In last week’s Your Money column we exposed a bogus offer to purchase 5 Dr. Seuss children’s books for $5.95 as malicious clickbait.  The domain hosting the malware was drsasuues[.]pro.  The people who created this pestilent, poisonous and pernicious pustule produced another identical deadly email again last week.  The destructive and damaging domain is seussbooks[.]pro.  If you click that link “Oh! The places you’ll go!” I would not click that link here or there, I would not click that link anywhere!

 

 

What a deluge our readers suffered!  One woman forwarded 21 malicious emails to us during three days! (We really miss August!) As always, we encourage all our readers to forward your malicious, suspicious and weird emails, texts and screenshots to us, like this “shocking discovery by a Texas doctor!” “Doctors are urging every American with diabetes to watch this trending news story.”  NO THEY AREN’T! This is just malicious clickbait targeting people who suffer from diabetes or know someone with diabetes. (As if having diabetes isn’t bad enough!) Look at the “FROM” address… “.eu” is one of the few exceptions for the 2-letter country code. It is the 2-letter code for the European Union.

 


Phish NETS: Discover Card

What does Discover Card have in common with an automobile collision center?  The obvious answer is that you can use your Discover Card to pay and have your car fixed.  However, in this case it means that the domain HollisterCollision[.]com has been completely hacked, taken over (Chinese characters fill the top page), and it also hosts a Discover Card phishing scam!  One of our TDS readers sent us the email below, saying she doesn’t have a Discover Card, making this phish easy to spot. Look below at the screenshot of the phishing page.  It sure looks like you are on the Discover Card web page!

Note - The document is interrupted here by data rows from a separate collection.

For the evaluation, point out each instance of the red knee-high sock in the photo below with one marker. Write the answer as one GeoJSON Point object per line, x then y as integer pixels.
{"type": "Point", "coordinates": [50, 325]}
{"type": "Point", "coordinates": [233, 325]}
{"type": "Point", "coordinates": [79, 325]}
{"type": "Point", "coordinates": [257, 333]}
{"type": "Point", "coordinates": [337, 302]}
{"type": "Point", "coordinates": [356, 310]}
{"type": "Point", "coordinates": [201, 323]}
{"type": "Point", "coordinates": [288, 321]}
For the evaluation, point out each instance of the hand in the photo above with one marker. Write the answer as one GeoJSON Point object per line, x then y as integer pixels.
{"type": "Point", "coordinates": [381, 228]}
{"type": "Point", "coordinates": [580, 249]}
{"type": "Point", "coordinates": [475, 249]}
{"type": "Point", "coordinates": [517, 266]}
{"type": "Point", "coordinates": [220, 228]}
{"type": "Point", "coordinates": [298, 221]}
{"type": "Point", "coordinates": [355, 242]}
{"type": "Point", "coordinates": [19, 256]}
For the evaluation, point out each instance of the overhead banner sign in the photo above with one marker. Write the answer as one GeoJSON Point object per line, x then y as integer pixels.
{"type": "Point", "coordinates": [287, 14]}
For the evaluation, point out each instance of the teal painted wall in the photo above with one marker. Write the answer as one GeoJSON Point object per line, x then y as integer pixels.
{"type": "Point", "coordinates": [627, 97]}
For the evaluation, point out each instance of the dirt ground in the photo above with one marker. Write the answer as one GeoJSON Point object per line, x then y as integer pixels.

YOUR MONEY:  Costco Shopper Deals and Vouchers

They’re baaaack!  The $50 coupon vouchers that are meant to engineer your clicking behavior!  For years these fake vouchers have been a staple of a particular cybercrime gang and we’ve documented dozens in our newsletters as they pretend to be from Walgreens, Amazon, CVS, and others.  They dried up during the summer months but that respite is over. This clickbait is identical to several we found last Fall and Spring. (For example, September 5, 2018 and  May 15 and March 6, 2019)  They must be effective, or these criminals would not continue to use them.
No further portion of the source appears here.